Oscilloscope traces of the chaotic attractors. Projection of the chaos evolution onto (upper left:\(xy\), upper right: \(xz\), bottom: \(yz\)) plane: a Vd = 800 mV, b Vd = 500 mV, c Vd = 480 mV, d Vd = 420 mV, e Vd = 400 mV, f Vd = 250 mV

4 Conclusion

In this short paper a novel dynamical system with circular equilibrium is uncovered and numerically confirmed as well as experimentally measured.
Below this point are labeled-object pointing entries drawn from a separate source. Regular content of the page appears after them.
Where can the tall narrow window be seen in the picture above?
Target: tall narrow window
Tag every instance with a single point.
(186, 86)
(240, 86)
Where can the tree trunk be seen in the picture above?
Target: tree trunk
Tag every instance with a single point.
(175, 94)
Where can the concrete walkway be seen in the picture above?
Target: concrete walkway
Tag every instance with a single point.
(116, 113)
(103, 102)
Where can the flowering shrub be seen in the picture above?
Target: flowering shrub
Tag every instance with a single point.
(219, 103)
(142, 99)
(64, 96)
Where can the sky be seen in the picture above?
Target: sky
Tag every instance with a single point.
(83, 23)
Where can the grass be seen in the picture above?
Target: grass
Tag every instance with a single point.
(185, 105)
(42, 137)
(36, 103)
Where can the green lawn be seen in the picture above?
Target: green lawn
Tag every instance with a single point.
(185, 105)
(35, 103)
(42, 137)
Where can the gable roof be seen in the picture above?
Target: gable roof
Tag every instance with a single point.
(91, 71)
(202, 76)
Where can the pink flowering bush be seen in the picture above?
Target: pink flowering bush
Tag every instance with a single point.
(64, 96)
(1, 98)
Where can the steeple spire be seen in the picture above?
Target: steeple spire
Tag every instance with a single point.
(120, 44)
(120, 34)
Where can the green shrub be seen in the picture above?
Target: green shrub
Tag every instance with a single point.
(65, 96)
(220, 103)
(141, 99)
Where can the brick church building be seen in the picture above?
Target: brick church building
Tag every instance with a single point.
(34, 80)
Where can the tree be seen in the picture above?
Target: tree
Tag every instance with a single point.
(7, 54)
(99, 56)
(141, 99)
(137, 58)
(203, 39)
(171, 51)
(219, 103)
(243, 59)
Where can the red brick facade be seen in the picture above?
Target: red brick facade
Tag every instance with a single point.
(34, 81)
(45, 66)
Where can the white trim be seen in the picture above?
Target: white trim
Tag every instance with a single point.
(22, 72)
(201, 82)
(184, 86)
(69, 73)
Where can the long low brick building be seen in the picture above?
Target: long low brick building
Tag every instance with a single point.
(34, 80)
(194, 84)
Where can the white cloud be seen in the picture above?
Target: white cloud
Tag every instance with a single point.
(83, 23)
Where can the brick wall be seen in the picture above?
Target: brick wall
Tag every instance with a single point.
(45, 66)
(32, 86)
Brief nature of this paper leaves the place for upcoming deeper investigation of the class of dynamical system with circular equilibrium. It is believed that brute-force method that combines stochastic search routine with objective function in the form of precise motion quantifier is powerful tool which can be utilized for discovering interesting dynamical systems with prescribed features. As indicated by new publications [6, 12] research in this particular area will proceed in the near future.